Ashish Garg1, Jeremy Lois2, and Efrosini Kokkoli1. (1) Department of Chemical Engineering and Materials Science, University of Minnesota, 421 Washington Ave. SE, Minneapolis, MN 55455, (2) Department of Chemistry, Macalester College, 1600 Grand Avenue, St Paul, MN 55105

pH-sensitive liposomes undergo rapid destabilization under mild acidic conditions found in endocytotic vesicles. Their application is however limited due to their rapid clearance from circulation by the reticulo-endothelial system and researchers have therefore used pH sensitive liposomes sterically stabilized by polyethylene glycol (PEG) molecules on the surface of liposomes. The goal of this study is to bring bio-functionality to pH-sensitive stealth liposomes in order to facilitate their potential use as a targeted drug delivery agent. To improve the selectivity of these nano-particles we included a targeting moiety, PR_b which specifically recognizes and binds to integrin α5β1 expressing cells. PR_b is a novel fibronectin mimetic peptide sequence, designed in our lab, that mimics the cell adhesion domain of fibronectin, and includes both RGDSP (the primary recognition site for α5β1) and PHSRN (the synergy site for α5β1) connected with a (SG)5 linker. Integrin α5β1 is expressed on several types of cancer cells, including colon cancer, and plays an important role in tumor growth and metastasis. Different liposomal formulation encapsulating calcein at self-quenching concentration have been evaluated. Release profiles will be discussed as a function of lipid composition, peptide concentration, pH, and time.
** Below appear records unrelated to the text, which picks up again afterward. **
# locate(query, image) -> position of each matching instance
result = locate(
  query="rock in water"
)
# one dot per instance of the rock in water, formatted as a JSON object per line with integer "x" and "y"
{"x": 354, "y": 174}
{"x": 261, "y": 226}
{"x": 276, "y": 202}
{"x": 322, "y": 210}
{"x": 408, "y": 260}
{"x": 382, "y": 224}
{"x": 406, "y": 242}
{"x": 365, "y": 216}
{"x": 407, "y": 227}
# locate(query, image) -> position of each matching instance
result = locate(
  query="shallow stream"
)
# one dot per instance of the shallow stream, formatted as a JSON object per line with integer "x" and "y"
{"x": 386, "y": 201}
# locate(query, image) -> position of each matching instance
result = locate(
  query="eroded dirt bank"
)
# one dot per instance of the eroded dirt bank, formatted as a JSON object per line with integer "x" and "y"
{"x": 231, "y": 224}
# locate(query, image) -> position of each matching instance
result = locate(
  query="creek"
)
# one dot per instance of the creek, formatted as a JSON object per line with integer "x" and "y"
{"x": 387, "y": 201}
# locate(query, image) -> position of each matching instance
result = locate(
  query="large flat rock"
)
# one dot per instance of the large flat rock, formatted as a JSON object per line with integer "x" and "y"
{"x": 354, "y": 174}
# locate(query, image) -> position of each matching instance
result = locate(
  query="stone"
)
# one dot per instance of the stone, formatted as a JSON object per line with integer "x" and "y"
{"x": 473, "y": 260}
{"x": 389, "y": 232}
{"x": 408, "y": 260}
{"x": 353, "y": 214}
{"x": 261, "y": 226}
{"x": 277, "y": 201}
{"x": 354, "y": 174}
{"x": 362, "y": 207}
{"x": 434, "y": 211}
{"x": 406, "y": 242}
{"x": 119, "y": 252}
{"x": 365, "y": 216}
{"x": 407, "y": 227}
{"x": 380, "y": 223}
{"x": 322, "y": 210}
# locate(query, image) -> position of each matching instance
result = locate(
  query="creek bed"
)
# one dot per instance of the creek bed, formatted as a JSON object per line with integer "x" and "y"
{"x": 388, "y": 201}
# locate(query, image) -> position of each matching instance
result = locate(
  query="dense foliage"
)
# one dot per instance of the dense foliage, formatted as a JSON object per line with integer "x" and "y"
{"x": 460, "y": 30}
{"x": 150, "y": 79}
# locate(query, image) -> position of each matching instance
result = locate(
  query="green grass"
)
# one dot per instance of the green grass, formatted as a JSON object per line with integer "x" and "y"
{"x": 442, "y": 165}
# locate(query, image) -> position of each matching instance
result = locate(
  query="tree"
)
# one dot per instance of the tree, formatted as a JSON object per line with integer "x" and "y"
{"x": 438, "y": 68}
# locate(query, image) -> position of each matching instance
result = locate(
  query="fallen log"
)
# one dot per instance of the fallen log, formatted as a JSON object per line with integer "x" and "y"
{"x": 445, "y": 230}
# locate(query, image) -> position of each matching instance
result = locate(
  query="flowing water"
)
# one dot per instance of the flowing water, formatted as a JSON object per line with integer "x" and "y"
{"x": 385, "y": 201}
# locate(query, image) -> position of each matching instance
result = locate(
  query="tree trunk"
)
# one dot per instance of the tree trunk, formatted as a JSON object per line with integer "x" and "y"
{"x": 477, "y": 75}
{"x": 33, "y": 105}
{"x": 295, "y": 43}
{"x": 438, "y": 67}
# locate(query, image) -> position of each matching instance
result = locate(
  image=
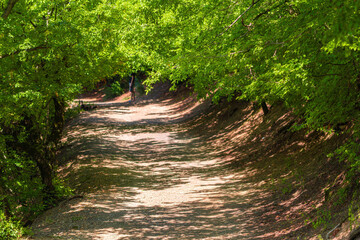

Our data has been normalized to account for the changes in fluorescent properties of calcein due to pH and time. The pH-sensitive peptide-functionalized stealth liposomes have further been characterized in-vitro with CT26 colon cancer cell, and flow cytometry and confocal imaging data will be presented. Our studies demonstrate that peptide-functionalized pH-sensitive targeted delivery systems have the potential to deliver water soluble chemo-therapeutic agents directly to cancer cells, in an efficient and specific manner.